Sounds good, but what will this mean for professionals? Well, very simple, the new DPX instructions allow developers to write code capable of accelerating dynamic programming algorithms in multiple industries, which will translate into a significant boost in workflows in such important fields as disease diagnosis, quantum simulation, graph analysis and routing-level optimizations, something key in robotics.
With NVIDIA Hopper (H100), DPX Instructions Can Accelerate Dynamic Programming Algorithms up to 7 times more than with an NVIDIA Ampere (A100). Obviously this scales proportionally, which means that with an NVIDIA H100 multi-accelerator node the jump in performance ends up being huge. We must not forget that, in addition, Hopper uses the new fourth generation tensor cores, specialized in AI, inference and deep learning.
NVIDIA Grace: A super CPU for data centers
Another of the most important “novelties” (in quotes because we already “knew each other”) that NVIDIA announced at GTC 2022 has been Grace, a super CPU aimed at the professional sector that uses the ARM architecture, and is made up of two processors joined on a PCB and interconnected to work as if they were a single chip. This solution represents one of the most important bets of NVIDIA in its race to lead the data center sector, and will be available in two different configurations.
In total, NVIDIA Grace adds 144 ARM v9 cores, a spectacular figure that guarantees high multithreading performance. As expected, NVIDIA has accompanied Grace with LPDDR5X memory to maximize performance, it has confirmed a bandwidth of 1 TB/s and the integration of ECC technology (bug fixes), a very important detail as it means that NVIDIA Grace is ready to integrate seamlessly into any scientific research environment, even those where complex simulations that require total precision are performed.

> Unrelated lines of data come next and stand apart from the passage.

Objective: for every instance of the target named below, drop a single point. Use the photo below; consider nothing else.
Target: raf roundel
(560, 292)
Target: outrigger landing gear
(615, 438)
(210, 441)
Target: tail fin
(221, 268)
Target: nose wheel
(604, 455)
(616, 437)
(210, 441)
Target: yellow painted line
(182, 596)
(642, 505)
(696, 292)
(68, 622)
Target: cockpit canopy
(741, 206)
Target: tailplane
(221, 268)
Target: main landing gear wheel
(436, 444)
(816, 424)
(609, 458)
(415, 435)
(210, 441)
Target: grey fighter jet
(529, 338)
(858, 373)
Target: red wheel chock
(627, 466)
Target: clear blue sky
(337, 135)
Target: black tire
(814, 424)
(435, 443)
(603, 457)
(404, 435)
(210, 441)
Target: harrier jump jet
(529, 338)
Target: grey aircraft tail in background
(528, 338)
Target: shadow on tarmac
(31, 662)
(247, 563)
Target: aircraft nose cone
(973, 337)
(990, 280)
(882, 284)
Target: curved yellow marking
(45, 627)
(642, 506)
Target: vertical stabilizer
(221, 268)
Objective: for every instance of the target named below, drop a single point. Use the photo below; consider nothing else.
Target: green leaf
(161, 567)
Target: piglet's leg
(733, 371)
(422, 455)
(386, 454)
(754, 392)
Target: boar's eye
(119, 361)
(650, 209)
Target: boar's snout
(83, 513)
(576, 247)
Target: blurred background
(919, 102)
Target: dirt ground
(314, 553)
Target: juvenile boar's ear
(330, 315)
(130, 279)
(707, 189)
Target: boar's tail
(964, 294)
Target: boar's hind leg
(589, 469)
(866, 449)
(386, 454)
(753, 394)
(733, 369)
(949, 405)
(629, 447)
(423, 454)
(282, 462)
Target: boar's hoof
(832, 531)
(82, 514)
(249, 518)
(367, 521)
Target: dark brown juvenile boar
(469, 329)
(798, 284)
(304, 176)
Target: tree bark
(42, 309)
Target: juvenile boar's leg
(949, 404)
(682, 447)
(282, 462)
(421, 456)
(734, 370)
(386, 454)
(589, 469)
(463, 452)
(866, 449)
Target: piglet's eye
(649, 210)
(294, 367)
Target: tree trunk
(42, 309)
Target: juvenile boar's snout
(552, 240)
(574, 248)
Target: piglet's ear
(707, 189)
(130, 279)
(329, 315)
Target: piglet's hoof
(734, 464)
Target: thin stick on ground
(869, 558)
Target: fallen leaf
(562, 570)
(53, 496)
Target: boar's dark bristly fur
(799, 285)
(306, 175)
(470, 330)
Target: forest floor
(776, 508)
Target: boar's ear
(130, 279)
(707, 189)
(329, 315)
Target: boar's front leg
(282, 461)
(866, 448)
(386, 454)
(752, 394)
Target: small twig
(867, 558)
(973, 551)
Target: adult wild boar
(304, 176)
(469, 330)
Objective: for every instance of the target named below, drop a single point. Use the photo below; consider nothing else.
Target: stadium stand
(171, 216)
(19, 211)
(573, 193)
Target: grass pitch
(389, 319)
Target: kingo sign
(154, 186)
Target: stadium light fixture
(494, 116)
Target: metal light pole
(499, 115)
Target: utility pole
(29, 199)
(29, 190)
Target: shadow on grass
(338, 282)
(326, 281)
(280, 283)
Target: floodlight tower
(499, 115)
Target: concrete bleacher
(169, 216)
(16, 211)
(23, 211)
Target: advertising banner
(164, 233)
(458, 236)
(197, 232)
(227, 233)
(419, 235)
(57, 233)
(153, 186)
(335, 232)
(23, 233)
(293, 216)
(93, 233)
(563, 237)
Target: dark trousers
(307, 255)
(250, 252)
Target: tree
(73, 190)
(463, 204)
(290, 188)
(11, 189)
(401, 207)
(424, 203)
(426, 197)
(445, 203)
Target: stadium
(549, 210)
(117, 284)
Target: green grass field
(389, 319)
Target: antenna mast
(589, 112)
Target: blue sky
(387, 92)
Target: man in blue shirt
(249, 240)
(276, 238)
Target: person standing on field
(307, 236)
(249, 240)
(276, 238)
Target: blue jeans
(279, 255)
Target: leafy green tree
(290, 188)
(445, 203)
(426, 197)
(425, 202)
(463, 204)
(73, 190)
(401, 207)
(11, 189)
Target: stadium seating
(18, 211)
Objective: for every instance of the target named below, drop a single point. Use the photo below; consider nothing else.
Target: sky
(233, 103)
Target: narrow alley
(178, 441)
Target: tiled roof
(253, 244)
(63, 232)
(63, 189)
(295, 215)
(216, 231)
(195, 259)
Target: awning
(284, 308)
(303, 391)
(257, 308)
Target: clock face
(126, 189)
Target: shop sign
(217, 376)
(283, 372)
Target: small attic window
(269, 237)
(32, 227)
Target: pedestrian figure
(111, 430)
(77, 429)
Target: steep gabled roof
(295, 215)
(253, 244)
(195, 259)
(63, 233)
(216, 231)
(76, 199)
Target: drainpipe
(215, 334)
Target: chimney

NVIDIA Grace uses a new fourth-generation NVLink-C2C coherence interface, which achieves 900GB/sit is estimated that it could reach a score of more than 740 in SPECrate 2017_int_base, double the performance per watt of any current top-of-the-line processor and is also compatible with all of the green giant’s software stacks and platforms, including NVIDIA RTX, HPC, NVIDIA AI, and NVIDIA Omniverse. Grace will be available both as a stand-alone and in another with Hopper, but it won’t arrive until the first half of 2023.
Other important news
The GTC 2022 has given much, that is undeniable. NVIDIA has introduced a lot of newsamong which we can highlight the Omniverse Cloud for developers, which we have already told you about in this article, Omniverse Avatar, NVIDIA Spectrum-4, NVIDIA OVX and the NVIDIA OVX SuperPod.
In MuyComputer we have also talked about the new RTX A5500 for professionals, and new professional solutions for notebooks based on the fourth generation Max-Q technology, which will be used by the main players in the notebook sector, including giants such as Acer, ASUS, Dell, Lenovo, MSI and HP.
We cannot finish without talking about the NVIDIA DGX Station H100, a supercomputer that is emerging as the fastest solution of its kind working with AI. It is made up of 8 H100 graphics accelerators, reaches a peak performance of 32 PETAFLOPs in artificial intelligence workloads and adds up to 640 GB of HBM3 memory, whose bandwidth is 24 TB/s. This is also the “basic unit” of the nvidia eos, a super computer that integrates a whopping 576 DGX Station H100 blocks, which translates into 4,608 H100 GPUs.